Richardson, Simon C. W., Wallom, Kerri-Lee, Ferguson, Elaine L, Deacon, Samuel P. E., Davies, Matthew W, Powell, Alison J, Piper, Robert C, Duncan, Ruth (2008) The use of fluorescence microscopy to define polymer localisation to the late endocytic compartments in cells that are targets for drug delivery. Journal of Controlled Release, 127 (1). pp. 1-11. ISSN 0168-3659. (doi:10.1016/j.jconrel.2007.12.015) (The full text of this publication is not currently available from this repository. You may be able to access a copy if URLs are provided) (KAR id:40425)

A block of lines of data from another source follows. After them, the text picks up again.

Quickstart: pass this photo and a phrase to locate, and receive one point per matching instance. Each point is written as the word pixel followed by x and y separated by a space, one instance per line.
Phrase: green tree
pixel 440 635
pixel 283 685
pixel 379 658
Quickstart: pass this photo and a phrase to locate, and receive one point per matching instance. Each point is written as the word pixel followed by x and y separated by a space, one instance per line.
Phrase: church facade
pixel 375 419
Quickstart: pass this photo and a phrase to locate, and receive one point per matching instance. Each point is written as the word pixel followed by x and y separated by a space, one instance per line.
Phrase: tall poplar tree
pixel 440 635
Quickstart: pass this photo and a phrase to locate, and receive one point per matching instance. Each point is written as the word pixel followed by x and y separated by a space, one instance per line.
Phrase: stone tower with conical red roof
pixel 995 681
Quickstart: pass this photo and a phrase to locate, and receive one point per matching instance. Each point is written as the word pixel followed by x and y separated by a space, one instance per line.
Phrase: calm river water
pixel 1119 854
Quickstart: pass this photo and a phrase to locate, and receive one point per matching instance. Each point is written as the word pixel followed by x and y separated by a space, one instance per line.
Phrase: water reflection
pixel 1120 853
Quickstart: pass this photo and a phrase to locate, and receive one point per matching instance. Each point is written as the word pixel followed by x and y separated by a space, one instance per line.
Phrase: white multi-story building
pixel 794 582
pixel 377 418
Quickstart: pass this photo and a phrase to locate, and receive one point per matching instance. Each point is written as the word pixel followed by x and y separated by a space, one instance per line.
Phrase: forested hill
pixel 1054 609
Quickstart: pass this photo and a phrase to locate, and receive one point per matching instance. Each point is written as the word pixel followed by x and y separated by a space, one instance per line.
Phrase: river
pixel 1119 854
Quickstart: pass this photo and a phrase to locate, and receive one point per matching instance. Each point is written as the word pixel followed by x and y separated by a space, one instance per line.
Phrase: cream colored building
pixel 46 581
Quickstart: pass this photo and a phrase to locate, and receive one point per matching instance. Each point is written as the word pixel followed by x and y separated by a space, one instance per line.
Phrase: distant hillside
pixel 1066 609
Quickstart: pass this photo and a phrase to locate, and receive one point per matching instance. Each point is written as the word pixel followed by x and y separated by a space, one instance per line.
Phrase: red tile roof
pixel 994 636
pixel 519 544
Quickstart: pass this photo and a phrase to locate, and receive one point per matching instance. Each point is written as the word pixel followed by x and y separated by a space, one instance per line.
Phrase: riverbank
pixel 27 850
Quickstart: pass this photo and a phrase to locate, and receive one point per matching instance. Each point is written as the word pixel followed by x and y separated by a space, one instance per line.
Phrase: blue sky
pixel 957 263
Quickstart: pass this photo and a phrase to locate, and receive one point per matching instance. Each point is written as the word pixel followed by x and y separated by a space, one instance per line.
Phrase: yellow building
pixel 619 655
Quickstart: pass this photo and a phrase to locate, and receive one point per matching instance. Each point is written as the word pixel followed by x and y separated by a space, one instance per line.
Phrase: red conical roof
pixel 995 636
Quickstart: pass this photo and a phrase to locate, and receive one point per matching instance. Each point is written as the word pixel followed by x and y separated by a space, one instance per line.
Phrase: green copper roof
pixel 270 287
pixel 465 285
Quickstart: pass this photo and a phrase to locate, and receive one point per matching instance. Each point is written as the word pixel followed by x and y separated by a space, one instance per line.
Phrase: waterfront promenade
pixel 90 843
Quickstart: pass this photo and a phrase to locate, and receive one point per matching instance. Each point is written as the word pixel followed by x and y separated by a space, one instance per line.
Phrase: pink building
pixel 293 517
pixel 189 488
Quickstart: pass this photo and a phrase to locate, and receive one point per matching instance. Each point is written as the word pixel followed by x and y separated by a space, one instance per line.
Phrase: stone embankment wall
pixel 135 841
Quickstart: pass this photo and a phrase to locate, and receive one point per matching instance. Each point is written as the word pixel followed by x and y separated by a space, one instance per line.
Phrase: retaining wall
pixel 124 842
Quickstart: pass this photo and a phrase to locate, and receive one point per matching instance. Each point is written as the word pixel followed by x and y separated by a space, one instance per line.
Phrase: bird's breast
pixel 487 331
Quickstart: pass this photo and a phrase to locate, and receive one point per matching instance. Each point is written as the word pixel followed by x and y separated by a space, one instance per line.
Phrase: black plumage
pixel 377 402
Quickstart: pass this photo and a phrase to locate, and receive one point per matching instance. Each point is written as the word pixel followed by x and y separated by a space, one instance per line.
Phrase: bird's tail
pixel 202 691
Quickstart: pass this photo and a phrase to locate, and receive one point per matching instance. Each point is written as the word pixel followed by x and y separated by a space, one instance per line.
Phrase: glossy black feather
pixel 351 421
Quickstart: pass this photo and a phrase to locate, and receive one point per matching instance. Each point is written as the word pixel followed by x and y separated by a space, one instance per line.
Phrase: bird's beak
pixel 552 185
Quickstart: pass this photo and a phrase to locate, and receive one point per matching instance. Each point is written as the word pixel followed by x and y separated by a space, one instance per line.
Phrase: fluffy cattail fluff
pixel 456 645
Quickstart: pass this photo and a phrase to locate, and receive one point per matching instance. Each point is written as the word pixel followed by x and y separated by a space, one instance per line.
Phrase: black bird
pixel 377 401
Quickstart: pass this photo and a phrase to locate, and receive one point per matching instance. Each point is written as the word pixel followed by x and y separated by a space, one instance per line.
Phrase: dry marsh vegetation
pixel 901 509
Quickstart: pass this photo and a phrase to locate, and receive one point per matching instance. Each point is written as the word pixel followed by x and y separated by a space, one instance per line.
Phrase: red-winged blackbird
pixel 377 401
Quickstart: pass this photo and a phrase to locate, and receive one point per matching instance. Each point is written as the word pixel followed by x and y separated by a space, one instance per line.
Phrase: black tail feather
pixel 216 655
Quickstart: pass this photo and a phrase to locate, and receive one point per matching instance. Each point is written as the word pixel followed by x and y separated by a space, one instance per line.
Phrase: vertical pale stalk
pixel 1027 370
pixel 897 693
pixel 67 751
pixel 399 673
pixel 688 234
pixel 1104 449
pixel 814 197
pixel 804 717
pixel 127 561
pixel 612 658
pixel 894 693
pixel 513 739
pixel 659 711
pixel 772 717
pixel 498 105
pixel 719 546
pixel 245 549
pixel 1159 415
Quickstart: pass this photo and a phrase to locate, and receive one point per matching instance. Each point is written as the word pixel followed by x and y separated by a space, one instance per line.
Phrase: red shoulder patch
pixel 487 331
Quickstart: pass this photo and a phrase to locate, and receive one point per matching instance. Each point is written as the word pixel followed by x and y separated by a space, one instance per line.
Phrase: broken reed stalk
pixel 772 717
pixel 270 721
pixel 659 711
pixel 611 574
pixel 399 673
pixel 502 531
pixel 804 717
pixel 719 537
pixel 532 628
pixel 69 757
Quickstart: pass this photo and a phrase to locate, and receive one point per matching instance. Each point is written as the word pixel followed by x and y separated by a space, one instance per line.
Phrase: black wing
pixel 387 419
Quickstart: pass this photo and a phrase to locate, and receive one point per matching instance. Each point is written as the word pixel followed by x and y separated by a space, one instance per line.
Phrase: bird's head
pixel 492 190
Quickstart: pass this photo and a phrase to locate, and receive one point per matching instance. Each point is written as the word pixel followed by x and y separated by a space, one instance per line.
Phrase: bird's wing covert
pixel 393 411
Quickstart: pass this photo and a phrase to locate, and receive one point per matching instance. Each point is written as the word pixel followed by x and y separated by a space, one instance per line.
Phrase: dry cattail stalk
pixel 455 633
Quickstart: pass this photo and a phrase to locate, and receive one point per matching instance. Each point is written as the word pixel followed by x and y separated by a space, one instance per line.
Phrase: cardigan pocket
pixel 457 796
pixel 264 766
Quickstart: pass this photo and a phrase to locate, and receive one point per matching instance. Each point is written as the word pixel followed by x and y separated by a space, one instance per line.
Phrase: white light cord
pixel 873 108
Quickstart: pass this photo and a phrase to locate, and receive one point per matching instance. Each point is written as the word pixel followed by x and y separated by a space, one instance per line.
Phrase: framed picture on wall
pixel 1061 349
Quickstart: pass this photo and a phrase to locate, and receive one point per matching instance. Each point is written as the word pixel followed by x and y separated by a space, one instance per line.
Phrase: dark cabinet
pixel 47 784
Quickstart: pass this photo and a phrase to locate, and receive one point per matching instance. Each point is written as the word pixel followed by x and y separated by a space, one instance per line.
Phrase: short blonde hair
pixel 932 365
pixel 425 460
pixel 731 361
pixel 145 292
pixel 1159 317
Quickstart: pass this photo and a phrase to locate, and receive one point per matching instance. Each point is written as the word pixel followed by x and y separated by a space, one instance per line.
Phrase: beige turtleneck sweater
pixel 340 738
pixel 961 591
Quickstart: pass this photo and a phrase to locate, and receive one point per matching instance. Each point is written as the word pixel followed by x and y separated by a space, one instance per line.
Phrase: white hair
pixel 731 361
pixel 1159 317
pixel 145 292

The full text of this publication is not currently available from this repository. You may be able to access a copy if URLs are provided.
Official URL:
http://dx.doi.org/10.1016/j.jconrel.2007.12.015

Abstract

Macromolecular therapeutics and nano-sized drug delivery systems often require localisation to specific intracellular compartments. In particular, efficient endosomal escape, retrograde trafficking, or late endocytic/lysosomal activation are often prerequisites for pharmacological activity. The aim of this study was to define a fluorescence microscopy technique able to confirm the localisation of water-soluble polymeric carriers to late endocytic intracellular compartments. Three polymeric carriers of different molecular weight and character were studied: dextrin (Mw ~ 50,000 g/mol), a N-(2-hydroxypropyl)methacrylamide (HPMA) copolymer (Mw ~ 35,000 g/mol) and polyethylene glycol (PEG) (Mw 5000 g/mol). They were labelled with Oregon Green (OG) (0.3–3 wt.%; < 3% free OG in respect of total). A panel of relevant target cells were used: THP-1, ARPE-19, and MCF-7 cells, and primary bovine chondrocytes (currently being used to evaluate novel polymer therapeutics) as well as NRK and Vero cells as reference controls. Specific intracellular compartments were marked using either endocytosed physiological standards, Marine Blue (MB) or Texas-red (TxR)-Wheat germ agglutinin (WGA), TxR-Bovine Serum Albumin (BSA), TxR-dextran, ricin holotoxin, C6-7-nitro-2,1,3-benzoxadiazol-4-yl (NBD)-labelled ceramide and TxR-shiga toxin B chain, or post-fixation immuno-staining for early endosomal antigen 1 (EEA1), lysosomal-associated membrane proteins (LAMP-1, Lgp-120 or CD63) or the Golgi marker GM130. Co-localisation with polymer–OG conjugates confirmed transfer to discreet, late endocytic (including lysosomal) compartments in all cells types. The technique described here is a particularly powerful tool as it circumvents fixation artefacts ensuring the retention of water-soluble polymers within the vesicles they occupy.

Item Type: Article
DOI/Identification number: 10.1016/j.jconrel.2007.12.015
Additional information: number of additional authors: 7;
Uncontrolled keywords: Endocytosis; Polymer conjugates; Nanomedicine; Intracellular trafficking
Subjects: Q Science
R Medicine
Divisions: Divisions > Division of Natural Sciences > Medway School of Pharmacy
Depositing User: Stewart Brownrigg
Date Deposited: 07 Mar 2014 00:05 UTC
Last Modified: 05 Nov 2024 10:24 UTC
Resource URI: https://kar.kent.ac.uk/id/eprint/40425 (The current URI for this page, for reference purposes)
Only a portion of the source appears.